I don’t know yet. That was 3 years ago, and I have been on anti-depressants ever since. They say that in the second round of anti-depressants you should stay on for at least 5 years. I guess I’ll find out in a couple years. A big part of me hopes I’m not chronic depressive, but I’m not sure why. I guess just because it’s such a big deal, and it would sure be nice to not have to take a pill every day.
So I guess that is a history of my depression, but doesn’t say at all what depression is for me. Depression is a time full of dread, self-doubt and self-deprecation. I know a friend who couldn’t decide which socks to wear one day, started crying and went back to bed and didn’t go to work. That’s what it’s like. The smallest things become huge. Everything feels insurmountable. I stop eating decent food. I stop sleeping at night. I start sleeping during the day. I don’t answer the phone. I don’t go out. I don’t talk to people. I cry all the time. I cry and have no idea what it is I’m crying about. I can’t think. That’s the worst part. I can’t think. Not just I can’t think straight, I just can’t think. It’s like my brain goes on hold. Everything is amplified. Someone has to cancel a date; I assume it must be because of me. Something bad happens and it must be my fault. I question why people love me, why John is with me, why anyone would ever want to be with me. I want to hurt myself. I do things to hurt myself that won’t leave marks or scars, I hit the wall, I close my eyes and imagine spikes being driven through my body, anything that people won’t notice or question when they see me the next time. I want to cut my hand, but I know that it will disappoint people even more than they must be, so instead I draw on it with a ballpoint pen. I press as hard as I can and cover my whole palm with black ink.

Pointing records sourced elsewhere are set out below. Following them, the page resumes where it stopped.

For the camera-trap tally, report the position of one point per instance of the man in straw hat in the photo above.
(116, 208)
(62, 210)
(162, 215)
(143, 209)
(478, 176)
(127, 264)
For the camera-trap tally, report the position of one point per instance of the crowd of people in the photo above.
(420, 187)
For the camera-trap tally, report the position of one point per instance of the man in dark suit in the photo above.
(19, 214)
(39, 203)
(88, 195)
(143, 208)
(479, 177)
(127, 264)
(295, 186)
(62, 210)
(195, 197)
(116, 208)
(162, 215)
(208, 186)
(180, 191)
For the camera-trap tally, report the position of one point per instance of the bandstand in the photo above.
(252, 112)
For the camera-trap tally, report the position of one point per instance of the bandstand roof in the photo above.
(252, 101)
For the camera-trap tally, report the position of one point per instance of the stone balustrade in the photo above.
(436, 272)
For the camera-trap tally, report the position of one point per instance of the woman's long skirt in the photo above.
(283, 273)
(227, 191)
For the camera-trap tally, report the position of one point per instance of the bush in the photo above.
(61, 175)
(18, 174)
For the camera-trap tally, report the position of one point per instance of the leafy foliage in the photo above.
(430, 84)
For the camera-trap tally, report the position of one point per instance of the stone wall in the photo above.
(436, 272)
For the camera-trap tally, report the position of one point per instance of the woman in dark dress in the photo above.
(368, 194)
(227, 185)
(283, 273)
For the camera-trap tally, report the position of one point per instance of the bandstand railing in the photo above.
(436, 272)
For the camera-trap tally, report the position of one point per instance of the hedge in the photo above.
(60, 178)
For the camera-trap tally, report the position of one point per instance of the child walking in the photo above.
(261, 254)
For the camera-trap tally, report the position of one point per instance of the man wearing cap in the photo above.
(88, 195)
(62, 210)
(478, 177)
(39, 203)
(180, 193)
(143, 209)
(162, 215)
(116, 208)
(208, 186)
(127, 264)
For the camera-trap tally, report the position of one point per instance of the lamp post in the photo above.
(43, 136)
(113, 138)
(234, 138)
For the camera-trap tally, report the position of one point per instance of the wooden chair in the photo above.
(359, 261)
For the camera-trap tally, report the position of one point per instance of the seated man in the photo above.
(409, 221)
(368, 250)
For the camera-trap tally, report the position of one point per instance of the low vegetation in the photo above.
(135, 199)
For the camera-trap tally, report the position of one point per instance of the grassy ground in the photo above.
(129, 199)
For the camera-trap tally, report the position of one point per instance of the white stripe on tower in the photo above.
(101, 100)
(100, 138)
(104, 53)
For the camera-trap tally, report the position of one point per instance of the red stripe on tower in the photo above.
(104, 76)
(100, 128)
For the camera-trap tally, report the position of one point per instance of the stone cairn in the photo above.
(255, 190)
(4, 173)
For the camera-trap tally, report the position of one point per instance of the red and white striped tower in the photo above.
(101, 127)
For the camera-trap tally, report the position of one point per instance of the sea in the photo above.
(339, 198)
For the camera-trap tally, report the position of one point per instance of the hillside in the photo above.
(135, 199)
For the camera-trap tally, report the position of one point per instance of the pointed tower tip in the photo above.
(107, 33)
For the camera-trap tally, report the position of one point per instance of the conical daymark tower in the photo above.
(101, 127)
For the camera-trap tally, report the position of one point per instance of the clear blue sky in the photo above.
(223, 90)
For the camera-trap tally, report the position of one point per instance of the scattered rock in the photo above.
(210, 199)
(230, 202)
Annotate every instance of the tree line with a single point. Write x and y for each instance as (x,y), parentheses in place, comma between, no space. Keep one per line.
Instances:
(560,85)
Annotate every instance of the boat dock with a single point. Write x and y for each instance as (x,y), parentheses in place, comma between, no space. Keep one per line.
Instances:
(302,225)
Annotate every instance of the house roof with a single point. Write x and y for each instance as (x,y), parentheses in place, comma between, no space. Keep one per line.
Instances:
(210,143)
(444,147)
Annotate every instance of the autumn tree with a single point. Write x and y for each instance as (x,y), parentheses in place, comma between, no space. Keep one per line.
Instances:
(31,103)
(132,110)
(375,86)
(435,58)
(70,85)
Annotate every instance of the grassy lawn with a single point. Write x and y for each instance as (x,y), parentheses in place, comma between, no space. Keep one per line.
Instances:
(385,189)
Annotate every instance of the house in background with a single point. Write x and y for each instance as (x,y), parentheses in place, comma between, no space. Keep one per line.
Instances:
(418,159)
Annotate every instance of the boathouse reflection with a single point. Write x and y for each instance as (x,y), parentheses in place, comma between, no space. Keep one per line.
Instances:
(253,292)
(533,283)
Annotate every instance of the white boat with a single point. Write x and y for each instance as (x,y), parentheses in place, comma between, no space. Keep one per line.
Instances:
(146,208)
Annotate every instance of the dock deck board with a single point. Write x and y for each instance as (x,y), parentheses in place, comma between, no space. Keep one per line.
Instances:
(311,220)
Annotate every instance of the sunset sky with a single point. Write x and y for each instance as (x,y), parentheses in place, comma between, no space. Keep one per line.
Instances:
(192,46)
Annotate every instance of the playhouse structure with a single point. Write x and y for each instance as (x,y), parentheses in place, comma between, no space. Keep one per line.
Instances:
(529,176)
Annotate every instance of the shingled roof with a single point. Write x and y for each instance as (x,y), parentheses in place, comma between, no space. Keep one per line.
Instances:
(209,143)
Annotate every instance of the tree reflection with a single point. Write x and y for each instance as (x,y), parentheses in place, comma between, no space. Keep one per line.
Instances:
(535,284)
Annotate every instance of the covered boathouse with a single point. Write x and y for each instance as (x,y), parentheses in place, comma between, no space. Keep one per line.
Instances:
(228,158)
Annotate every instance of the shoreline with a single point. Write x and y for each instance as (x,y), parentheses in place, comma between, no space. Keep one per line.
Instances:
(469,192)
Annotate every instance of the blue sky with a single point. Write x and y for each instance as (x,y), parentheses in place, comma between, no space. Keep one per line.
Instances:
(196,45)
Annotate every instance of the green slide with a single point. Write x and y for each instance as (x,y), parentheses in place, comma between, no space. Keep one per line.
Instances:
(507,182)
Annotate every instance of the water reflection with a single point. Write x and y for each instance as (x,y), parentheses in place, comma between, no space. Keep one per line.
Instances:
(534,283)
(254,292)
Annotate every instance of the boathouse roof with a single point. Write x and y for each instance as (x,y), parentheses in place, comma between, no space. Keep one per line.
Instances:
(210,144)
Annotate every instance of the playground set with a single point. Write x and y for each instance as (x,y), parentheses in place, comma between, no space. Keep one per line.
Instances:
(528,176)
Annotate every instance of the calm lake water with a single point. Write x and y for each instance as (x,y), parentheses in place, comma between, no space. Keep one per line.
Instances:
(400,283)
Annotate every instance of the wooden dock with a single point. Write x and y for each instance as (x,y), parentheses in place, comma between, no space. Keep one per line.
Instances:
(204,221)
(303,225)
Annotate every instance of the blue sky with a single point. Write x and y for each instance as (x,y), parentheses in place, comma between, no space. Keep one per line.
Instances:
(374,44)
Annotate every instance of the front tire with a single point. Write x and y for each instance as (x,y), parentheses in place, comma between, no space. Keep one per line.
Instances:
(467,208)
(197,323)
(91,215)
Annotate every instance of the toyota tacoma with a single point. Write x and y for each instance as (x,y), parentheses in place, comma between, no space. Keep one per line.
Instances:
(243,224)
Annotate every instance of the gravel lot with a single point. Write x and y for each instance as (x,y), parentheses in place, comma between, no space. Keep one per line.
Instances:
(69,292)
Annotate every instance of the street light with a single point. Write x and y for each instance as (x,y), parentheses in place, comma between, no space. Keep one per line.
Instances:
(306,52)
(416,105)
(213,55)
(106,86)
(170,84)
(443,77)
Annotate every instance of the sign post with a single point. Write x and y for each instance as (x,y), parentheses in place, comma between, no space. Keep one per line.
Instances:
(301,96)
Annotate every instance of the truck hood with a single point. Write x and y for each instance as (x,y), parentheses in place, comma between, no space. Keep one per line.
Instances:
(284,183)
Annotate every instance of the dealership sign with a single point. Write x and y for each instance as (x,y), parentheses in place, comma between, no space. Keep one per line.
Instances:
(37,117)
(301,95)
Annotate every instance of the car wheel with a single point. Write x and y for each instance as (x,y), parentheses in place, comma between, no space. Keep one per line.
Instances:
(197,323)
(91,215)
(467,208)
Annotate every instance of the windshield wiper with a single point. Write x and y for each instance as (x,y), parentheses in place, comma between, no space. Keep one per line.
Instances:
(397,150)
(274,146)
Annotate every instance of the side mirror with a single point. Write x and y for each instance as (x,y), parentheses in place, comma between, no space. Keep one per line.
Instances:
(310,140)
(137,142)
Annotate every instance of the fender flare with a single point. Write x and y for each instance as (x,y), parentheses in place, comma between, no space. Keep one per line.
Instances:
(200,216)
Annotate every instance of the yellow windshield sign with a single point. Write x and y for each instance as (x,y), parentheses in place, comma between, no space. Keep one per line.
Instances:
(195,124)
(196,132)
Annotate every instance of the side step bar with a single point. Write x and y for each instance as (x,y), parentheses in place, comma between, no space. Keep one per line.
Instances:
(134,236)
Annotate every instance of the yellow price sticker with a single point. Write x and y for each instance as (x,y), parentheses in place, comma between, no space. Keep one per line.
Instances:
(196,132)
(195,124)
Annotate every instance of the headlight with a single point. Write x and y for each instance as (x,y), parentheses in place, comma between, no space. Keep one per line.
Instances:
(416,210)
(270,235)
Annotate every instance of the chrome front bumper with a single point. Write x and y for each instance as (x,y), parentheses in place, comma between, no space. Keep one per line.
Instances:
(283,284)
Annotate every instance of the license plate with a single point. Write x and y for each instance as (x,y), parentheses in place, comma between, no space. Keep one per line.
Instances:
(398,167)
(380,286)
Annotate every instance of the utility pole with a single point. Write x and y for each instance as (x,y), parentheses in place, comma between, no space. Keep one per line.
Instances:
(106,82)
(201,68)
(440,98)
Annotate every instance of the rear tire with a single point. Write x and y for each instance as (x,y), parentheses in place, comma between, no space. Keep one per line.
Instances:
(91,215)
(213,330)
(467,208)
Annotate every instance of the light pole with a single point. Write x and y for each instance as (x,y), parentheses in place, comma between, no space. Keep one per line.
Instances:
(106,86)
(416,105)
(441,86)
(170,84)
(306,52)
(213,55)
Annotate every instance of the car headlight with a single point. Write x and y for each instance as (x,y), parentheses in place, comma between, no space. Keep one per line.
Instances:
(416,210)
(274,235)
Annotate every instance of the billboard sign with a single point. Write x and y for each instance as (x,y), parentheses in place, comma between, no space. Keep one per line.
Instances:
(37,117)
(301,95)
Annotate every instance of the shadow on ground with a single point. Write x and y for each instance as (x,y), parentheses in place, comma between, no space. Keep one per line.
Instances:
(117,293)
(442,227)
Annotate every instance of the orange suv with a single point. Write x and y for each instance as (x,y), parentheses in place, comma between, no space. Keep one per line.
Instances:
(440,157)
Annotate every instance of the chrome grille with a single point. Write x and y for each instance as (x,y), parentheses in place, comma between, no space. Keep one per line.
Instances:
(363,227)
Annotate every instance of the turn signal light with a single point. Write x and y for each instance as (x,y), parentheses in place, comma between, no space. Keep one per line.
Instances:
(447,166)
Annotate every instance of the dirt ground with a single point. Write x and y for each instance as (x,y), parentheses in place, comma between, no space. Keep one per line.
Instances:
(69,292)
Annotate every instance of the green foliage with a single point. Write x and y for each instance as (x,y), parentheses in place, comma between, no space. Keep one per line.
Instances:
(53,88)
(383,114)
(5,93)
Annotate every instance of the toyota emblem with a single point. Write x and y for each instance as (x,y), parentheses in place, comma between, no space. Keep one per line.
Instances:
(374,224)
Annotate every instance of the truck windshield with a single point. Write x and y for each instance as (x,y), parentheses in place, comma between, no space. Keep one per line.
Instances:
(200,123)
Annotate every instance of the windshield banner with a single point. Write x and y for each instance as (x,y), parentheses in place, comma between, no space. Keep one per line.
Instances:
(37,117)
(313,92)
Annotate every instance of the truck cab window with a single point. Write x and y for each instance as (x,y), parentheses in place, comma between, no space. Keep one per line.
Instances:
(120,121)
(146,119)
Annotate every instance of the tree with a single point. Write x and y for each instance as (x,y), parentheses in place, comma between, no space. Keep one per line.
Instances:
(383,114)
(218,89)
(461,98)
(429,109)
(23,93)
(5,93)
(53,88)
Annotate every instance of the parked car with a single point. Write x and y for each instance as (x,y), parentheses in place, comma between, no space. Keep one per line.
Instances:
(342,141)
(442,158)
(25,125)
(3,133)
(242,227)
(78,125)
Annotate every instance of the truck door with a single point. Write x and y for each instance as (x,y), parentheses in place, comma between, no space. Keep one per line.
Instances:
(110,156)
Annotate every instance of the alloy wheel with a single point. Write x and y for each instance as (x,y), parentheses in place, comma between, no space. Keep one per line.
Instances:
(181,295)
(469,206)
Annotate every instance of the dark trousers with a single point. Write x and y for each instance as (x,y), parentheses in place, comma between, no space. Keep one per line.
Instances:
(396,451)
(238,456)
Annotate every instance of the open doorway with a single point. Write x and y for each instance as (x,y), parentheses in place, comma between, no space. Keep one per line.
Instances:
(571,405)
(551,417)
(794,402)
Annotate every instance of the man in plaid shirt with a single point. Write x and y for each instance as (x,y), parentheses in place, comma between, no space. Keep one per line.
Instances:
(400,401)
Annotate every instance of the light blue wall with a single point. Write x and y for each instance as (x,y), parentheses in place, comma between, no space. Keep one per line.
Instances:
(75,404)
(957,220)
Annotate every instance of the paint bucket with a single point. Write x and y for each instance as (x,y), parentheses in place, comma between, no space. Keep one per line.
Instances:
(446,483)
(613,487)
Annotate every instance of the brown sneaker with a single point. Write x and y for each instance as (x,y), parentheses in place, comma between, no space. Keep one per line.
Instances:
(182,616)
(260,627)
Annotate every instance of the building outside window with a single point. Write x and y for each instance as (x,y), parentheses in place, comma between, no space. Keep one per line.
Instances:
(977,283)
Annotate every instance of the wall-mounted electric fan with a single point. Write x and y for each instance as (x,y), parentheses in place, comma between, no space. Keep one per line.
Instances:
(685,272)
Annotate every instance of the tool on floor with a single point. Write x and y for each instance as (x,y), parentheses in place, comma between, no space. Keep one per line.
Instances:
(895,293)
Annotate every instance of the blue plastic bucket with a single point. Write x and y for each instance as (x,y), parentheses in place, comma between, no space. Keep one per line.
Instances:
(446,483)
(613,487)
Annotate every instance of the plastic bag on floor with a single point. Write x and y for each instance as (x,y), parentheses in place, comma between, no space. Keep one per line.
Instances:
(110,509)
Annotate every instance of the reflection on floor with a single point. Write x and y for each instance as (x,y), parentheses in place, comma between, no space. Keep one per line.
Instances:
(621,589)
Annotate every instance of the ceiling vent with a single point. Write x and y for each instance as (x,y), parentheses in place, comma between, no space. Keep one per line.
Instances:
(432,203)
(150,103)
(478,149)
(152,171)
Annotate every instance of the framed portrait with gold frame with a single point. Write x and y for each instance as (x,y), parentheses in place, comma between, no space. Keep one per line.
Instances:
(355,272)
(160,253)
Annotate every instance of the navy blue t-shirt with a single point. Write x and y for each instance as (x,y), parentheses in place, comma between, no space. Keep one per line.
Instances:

That is what it is like to be depressed for me. You’ll find that it varies from person to person, for instance I never had serious thoughts of suicide (such as how I would do it etc) but I did think the world would be a better place without me here, that I wished I had never been born, or maybe I could just die. They equal the same as thoughts of suicide, it’s still an ending of existence, it’s just not by your own hand. Not everyone is so fatalistic in their depression. But you will also notice remarkable similarities.
Thankfully I have not had a depressive episode in 3 years. I have my moments. I still get sad. But it’s different. I haven’t thought the world would be a better place without me in years. I know why people love me. I know why John loves me. I know I am a valuable person.